Bu soru cümlesi, ibadetin amacı, mantığı ve hedefini kurgulayan esaslı bir soru
cümlesidir. Ancak Kur’an’ın da işaret ettiği şekilde ibadet üzerinden elde
edilecek kazanımları devre dışı bırakarak, o eylemi sâfi ritüel ve seremoniye
hasreden bir anlayış, şekilsel bir dindarlığın da yerleşmesine katkı sağlamış
gibidir. Zira bu anlayışı destekleyen ilmihâl dindarlığı, namazın esasında
ödenecek bir borç olarak görülmesini sağlamıştır.
Onun içindir ki bu tür
eğitimin yapıldığı her devir ve toplumlarda kişisel ve toplumsal süreçlerde
ibadetlerin yapılış amaçları değişmiş ve kalıcı bir erdeme dönüşecek kazanımlar
da sağlanamamıştır.
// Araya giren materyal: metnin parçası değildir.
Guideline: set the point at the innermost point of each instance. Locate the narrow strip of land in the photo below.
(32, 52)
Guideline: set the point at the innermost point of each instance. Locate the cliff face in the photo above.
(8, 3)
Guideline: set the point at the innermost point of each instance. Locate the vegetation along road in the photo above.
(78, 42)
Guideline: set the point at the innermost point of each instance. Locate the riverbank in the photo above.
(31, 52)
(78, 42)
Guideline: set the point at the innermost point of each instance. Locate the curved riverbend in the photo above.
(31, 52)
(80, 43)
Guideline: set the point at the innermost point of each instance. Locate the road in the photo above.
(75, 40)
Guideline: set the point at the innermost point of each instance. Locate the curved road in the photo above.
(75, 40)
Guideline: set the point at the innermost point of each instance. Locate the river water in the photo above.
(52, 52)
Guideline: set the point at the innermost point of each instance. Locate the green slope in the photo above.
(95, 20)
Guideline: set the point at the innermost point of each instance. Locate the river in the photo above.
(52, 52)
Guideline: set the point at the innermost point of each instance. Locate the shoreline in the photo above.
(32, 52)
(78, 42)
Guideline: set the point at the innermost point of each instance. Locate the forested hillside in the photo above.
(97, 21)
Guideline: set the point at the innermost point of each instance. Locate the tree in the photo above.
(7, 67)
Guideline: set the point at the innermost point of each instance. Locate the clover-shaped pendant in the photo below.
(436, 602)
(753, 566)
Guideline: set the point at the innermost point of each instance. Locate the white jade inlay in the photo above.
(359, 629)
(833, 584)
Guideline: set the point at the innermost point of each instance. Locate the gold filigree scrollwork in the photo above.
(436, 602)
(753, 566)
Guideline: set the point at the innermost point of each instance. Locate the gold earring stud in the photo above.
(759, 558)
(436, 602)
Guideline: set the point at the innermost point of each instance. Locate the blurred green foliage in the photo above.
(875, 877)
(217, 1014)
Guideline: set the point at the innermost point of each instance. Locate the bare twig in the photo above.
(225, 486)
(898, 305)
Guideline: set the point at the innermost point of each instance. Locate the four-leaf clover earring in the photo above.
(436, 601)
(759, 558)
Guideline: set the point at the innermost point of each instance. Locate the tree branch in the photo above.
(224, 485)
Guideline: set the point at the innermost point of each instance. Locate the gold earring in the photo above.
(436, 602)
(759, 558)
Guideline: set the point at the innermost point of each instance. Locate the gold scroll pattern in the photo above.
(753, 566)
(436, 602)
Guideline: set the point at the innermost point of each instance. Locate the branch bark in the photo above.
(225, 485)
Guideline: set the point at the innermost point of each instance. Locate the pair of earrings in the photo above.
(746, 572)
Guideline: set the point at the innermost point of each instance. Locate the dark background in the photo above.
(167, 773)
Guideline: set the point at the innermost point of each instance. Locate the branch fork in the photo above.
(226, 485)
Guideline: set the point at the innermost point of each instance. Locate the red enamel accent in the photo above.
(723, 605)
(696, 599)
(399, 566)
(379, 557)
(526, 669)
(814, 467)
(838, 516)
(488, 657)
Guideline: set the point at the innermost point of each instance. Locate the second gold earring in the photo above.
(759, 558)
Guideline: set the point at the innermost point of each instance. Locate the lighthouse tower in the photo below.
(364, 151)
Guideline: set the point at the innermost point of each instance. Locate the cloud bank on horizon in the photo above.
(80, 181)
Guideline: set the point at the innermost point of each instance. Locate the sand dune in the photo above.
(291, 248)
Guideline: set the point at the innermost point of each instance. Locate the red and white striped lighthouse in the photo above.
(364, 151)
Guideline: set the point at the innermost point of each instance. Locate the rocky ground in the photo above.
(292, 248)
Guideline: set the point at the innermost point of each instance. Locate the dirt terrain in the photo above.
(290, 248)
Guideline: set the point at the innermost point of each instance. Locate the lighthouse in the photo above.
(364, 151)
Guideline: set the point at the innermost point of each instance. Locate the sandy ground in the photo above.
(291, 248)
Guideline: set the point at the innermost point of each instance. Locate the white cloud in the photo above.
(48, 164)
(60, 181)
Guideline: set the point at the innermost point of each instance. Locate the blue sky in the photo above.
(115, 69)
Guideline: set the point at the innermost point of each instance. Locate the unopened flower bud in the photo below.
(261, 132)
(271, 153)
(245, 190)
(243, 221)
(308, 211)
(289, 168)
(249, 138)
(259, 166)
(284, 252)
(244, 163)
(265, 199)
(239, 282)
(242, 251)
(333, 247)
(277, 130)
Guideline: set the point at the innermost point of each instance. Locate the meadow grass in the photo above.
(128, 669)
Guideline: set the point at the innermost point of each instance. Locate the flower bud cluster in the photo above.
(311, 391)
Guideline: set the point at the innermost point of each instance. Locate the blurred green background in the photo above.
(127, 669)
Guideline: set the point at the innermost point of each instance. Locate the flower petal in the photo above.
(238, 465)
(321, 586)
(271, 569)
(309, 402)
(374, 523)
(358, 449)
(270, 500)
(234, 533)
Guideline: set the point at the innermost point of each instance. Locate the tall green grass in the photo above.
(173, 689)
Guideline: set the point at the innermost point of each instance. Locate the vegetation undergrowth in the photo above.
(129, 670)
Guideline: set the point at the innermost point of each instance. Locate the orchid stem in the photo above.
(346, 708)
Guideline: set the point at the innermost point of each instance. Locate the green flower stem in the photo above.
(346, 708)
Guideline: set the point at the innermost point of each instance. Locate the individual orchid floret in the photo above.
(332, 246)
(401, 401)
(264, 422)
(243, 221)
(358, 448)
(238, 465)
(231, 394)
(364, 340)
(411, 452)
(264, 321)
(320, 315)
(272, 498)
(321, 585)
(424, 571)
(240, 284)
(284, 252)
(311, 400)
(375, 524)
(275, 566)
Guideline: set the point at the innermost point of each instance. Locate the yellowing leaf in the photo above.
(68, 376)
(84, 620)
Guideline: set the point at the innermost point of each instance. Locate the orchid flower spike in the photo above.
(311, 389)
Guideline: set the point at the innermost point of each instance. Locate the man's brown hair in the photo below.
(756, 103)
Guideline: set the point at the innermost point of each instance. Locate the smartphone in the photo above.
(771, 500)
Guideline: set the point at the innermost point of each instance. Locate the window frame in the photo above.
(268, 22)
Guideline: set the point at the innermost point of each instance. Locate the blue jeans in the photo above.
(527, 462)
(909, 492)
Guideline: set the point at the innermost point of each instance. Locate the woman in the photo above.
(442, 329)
Öyle ki Müslüman toplumlarda bile ilmihâl kültürünün
kodladığı görünür ve somut kazanımlar yüzünden “çıkar” öncelikli bir din
anlayışı gelişmiş, ibadetler kazanılacak sevap miktar ve de sayılarıyla ölçülür
olmuştur.
İlmihâl kültürünün Müslüman
toplum nezdinde baskın bir ahlâkî yapı oluşturamamasının nedenleri olarak
gördüğümüz bazı unsurları kısaca şöylece sıralayabiliriz:
a- İlmihâl düzeninde metin sıralaması; genel hatlarıyla “inanç”, “ibadet” ve
“ahlâk” konularının ardışık bir şekildeki dizaynı üzerinde teşekkül etmiştir.
Nitekim bu yapıda “ahlâk konusu”, hem oran olarak küçük bir barem tutmakta, hem
de eserlerin son kısmında teorik bir bölüm olarak zikredilmektedir. Hatta
ilgili eserlerde ahlâk konuları işlenirken iman ve ibadetin kazanımları
üzerinden değil, kişisel ve sosyal ilişkileri düzenleyen edebî kurallar
üzerinden sığ bir dil kullanılmaktadır. Müslümanın hayatını inşâ sürecinde
olmazsa olmaz bir değer olan ahlâk, sıralamada en sona konularak, sanki olmazsa
da olur gibi bir algı oluşturulmak istenmiştir.
b-İlmihâllerin bazılarında görülen siyer anlatımları, Müslüman kültürün ahlâk modellemeleri olan elçilerin vahyi özümseyen davranışları üzerinden değil, tarihsel olarak başlarına gelmiş olan olaylar yani serüvenleri üzerinden hikaye edilmesidir. O nedenledir ki mevcut ilmihâllerin Peygamber algısı, kıssa ve mucize arasına sıkışmış gibidir. İnsanlığın ahlâkî kazanım süreçlerinde görünür “model şahsiyetler” olan Peygamberlerin örnekliği üzerinde yeterince durulmaması, buna karşın onların hayatının gizemli/mucizevî yönlerine değinilerek, diğer topluluklarla olan savaşlarına önem verilmiş olması, elçileri yaşanabilir örneklik konumundan çıkararak, hayatın dışına taşımış gibidir. Hayatı boyunca sürekli olarak mucize gösteren ve durmadan savaş yapan bir elçinin, kendisi gibi beşer olan bireylere örneklik yapması haddizatında söz konusu da olamaz.